Soya Chunks (Nutrela) (1 Serving) and Brown Rice (1 Cup, Cooked)
Lunch
161 mg/dL
avg. peak value
Usually causes a small spike
Avg. Food Score on Ultrahuman App
Ultrahuman Users got a STABLE response
How to consume Brown Rice, Soya Chunks without glucose spikes
Portion Control
Limit the serving size of brown rice and soya chunks to avoid a large glucose spike. Smaller portions can help in managing blood sugar levels more effectively.
Combine with Vegetables
Add fiber-rich, non-starchy vegetables such as broccoli, spinach, or bell peppers to your meal. These can help slow down digestion and the absorption of carbohydrates.
Include Healthy Fats
Incorporate healthy fats like avocados, nuts, or seeds into your meal. Fats can slow the release of glucose into the bloodstream.
Add Protein Sources
Consider adding lean protein sources like grilled chicken or fish. Protein can help stabilize blood sugar levels.
Opt for a Mixed Meal
Instead of eating brown rice and soya chunks alone, combine them with other low-carb foods like a salad made with leafy greens and a vinaigrette dressing.
Cook Rice Al Dente
Cook brown rice slightly less than usual to keep it firm.
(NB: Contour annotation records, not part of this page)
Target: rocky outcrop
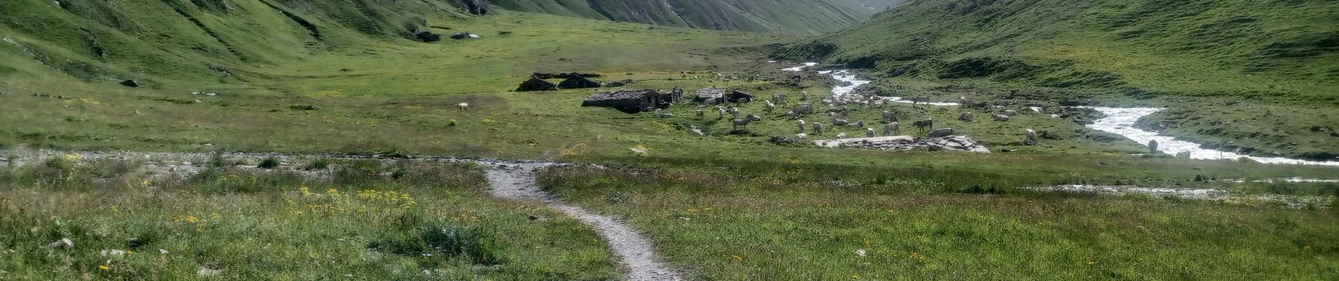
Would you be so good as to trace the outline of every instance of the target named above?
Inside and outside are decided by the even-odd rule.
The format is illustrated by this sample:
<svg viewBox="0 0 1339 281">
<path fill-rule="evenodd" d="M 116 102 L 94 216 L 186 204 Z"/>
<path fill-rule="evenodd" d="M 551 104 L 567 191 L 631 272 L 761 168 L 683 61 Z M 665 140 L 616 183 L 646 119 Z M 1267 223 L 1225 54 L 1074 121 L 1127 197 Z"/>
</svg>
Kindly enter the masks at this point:
<svg viewBox="0 0 1339 281">
<path fill-rule="evenodd" d="M 432 32 L 426 32 L 426 31 L 415 33 L 414 37 L 418 37 L 419 41 L 426 41 L 426 43 L 442 41 L 442 36 L 441 35 L 437 35 L 437 33 L 432 33 Z"/>
<path fill-rule="evenodd" d="M 536 72 L 533 76 L 537 77 L 537 79 L 570 79 L 570 77 L 599 79 L 599 77 L 604 77 L 603 75 L 596 75 L 596 73 L 577 73 L 577 72 L 572 72 L 572 73 L 540 73 L 540 72 Z"/>
<path fill-rule="evenodd" d="M 521 83 L 521 87 L 516 88 L 516 92 L 537 92 L 537 91 L 556 91 L 558 85 L 544 81 L 542 79 L 532 77 Z"/>
<path fill-rule="evenodd" d="M 493 12 L 493 4 L 490 4 L 489 0 L 458 0 L 458 1 L 461 1 L 461 8 L 470 15 L 483 16 L 489 15 L 489 12 Z"/>
</svg>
This can help reduce the impact on blood sugar levels.
Stay Hydrated
Drinking water before and during your meal can aid digestion and help manage blood sugar levels.
Consider Timing of Meals
Try eating your meals at regular intervals to prevent large fluctuations in blood sugar levels.
Chew Thoroughly
Take time to chew your food well. This aids digestion and can help in better absorption of nutrients.
Monitor and Adjust
Keep track of your blood sugar levels after meals and tweak your diet as necessary to find what works best for you.